Here’s hoping some of the original mechanics of EverQuest make it into EQN at least with a twist to make it fun again.

Wormbringer

"I found many aspects of the original EverQuest fun such as “Dumpster Diving” the act of checking out all of the vendors to see if a higher level player sold off anything he didn’t want or couldn’t sell in auction, and thus if I was quick enough I could find something good to either use for myself or try my hand at selling it. This to me was a game inside of a game and I really hope SOE includes something like this in EQN."

I loved "Dumpster Diving"! I have never played another game that allowed that. I hope they allow it in EQN.

Had so many good memories of playing EQ. I'd seen the EQ nostalgia video before but it still makes me smile watching it.

It was a shame that our guild all broke up when WoW came out - I often wonder what happened to some of my old friends. Maybe we'll all meet again in EQ Next.

By the way, I love these posts you are putting up. I think it shows just how good EQ was when you present old images and all people can talk about is the good fun that they had - we didn't need fancy graphics, sparkly paths (although EQ now has it) or even flying mounts

Give me shouts of SAND GIANT TO DOCKS any day..

Another great post! I too remember the day's of spell research and having to actually find the skills/spells you needed. In today's games, you just hit a specific level, pay the price for it and keep grinding along. Back in EQ days, you could finally hit level X yet still be missing some lower level skills/spells because you couldn't find them, didn't drop off mobs, etc.
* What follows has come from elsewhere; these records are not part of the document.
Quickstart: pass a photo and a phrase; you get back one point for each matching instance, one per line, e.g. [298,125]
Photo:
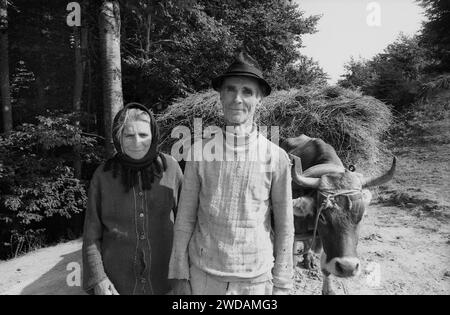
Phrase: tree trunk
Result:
[80,35]
[109,24]
[4,69]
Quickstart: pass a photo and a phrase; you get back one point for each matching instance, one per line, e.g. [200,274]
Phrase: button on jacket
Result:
[128,235]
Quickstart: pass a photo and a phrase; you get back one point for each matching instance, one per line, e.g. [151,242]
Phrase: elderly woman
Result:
[128,226]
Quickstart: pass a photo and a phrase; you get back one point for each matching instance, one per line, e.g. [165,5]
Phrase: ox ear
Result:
[304,206]
[366,197]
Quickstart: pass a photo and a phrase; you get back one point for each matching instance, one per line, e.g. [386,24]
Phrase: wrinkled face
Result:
[136,139]
[239,97]
[339,224]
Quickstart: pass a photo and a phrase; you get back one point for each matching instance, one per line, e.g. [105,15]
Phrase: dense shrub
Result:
[354,124]
[40,198]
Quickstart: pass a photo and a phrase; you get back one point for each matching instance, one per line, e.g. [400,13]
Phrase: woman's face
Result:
[136,139]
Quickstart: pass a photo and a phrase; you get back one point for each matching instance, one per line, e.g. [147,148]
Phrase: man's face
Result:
[136,139]
[239,97]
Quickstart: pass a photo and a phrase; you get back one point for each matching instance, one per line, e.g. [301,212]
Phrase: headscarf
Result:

I'd love to see EQN bring about a way to truly bring gratification for obtaining a specific ability. There should be multiple ways to obtain these abilities (mob drops, research, auction house, quests, etc) and it would also be nice to have varied strengths of each (via AA's, more research, quests, etc). I just hate knowing every Cleric with "Healing I" spell will heal 25 hp. Make it so a truly dedicated, or very lucky, individual can be a "prodigy" of their class at early levels because they took the time to be the best at their character. I remember in my old guild, we had one Druid that could out heal the majority of our clerics dues to the amount of AA's he acquired. Somewhat funny thinking back about it but the abilities you acquired plus the time invested in improving those abilities could potentially turn you into an absolute powerhouse and I loved that.

Yes, using a 1hs weapon as a rogue for 25 levels before realizing that rogues should use piercing weapons was so insane. In addition, finding my druid's port spells early on by having to run to those zones and buy them from a vendor was such an epic adventure.

3 days of trying to get from Commons to Halas... oh jeez.